Gender norms and identity are also salient factors in everyday business life in Central Asia. In the last chapter in this volume, Binazirbonu Yusupova explores the lived experiences of women traders in bazaars in Uzbekistan, revealing the complex and multifaceted ways in which they challenge, renegotiate, and reconstruct prevailing patriarchal norms and gender roles. Women traders often face a dual burden as they endeavour to secure both their economic survival and personal autonomy within the confines of bazaars. This dual struggle underscores the resilience and determination exhibited by these women as they navigate the challenging terrain of economic sustenance and personal emancipation. Through an analysis of the rich tapestry of narratives and experiences of women traders, Yusupova argues that entering bazaars is not merely a transactional act, but can also be viewed as an act of resistance countering dominant patriarchal norms and social hierarchies. She, thus, concludes that bazaars may act as catalysts for broader social change in Uzbekistan.
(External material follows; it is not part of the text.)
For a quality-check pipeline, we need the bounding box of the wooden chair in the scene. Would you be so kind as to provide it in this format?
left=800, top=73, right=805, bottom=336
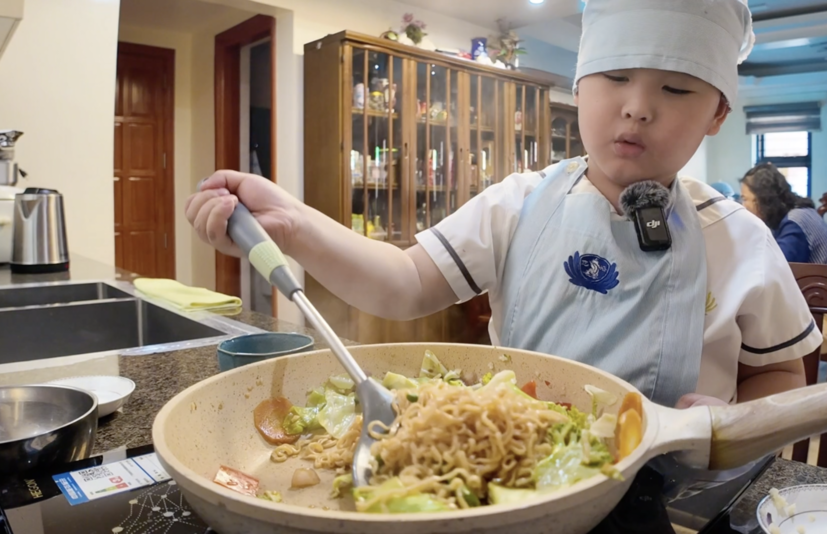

As can be seen from the short chapter outlines above, this book examines the political economy of Central Asian law from a law and society perspective. Rather than employing a standard legal positivistic approach that provides an internal perspective on law, the twelve chapters included in this book explore the social life of law and legal institutions in Central Asia in broader terms that encompass not only the (state) legal system and traditional legal institutions but also various informal (non-legal) forms of normative ordering. By combining internal and external perspectives in the analysis of Central Asian law, our ambition is to show that the legal landscape of Central Asian countries should not be viewed from a “black-and-white” perspective. Rather, there is a need for a comprehensive account of how the state law and non-state forms of normative ordering engage in mutually transforming interactions.